Bills that offered renewable energy loans passed in California, Nevada, Texas, Virginia and Wyoming. A few states offered grants related to renewable energy. For example, Illinois now offer grants to small businesses to help them create jobs, particularly if the small businesses are involved in renewable energy technology. A Virginia bill now offers grants for a program that offers financial incentives to manufacturers of renewable energy equipment.

Three states (Illinois, Maine and Montana) now have bills that offer credits for installing and operating renewable energy systems.

California passed legislation that now defines 5 megawatts of renewable generation as self-generation. Texas now says that a business that generates less or the same in distributed renewable generation as they use should not be considered a utility.

The most legislation was passed on areas such as renewable energy project siting and land use (nine states), renewable portfolio standards (eight states), tax incentives (nine states), net metering (seven states), solar energy (nine states) and wind energy (seven states). California, Delaware, Hawaii, Maryland, North Carolina, New Mexico, Oregon and Virginia passed bills that create standards for renewable portfolios, including specifying how much of a utility's electricity sales must come from renewable sources.

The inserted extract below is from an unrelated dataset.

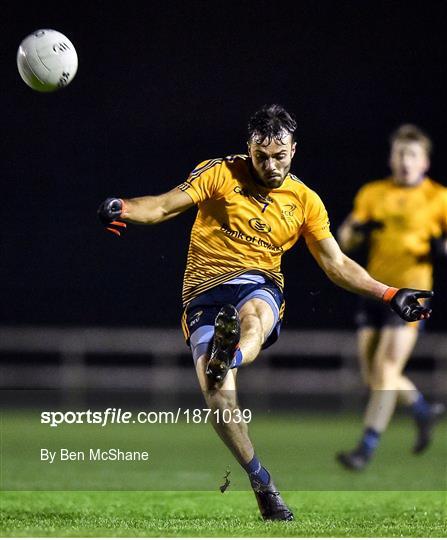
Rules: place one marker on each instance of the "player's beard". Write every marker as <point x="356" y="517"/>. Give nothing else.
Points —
<point x="270" y="182"/>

If I had a report from 2012, I would bet the number of bills related to renewable energy would be a considerable number again. The McGraw-Hill Construction report notes that part of the reason for more green building is that a large percentage of the world's population is moving to cities.

By 2050, cities will be home to 70% of the world's population. That creates transportation, housing and work issues related to resources that being more green can benefit. And while the report does not state how this relates to energy use, it is safe to say that a greater urban population also means greater energy use, so states are seeing the necessity to move utilities, business operators and citizens to greater energy as a long-term cost saving measure.

The question is, how much longer will the government need to continue to incentivize renewable use? When will this segment of the generation business mature to the point it no longer needs a hand?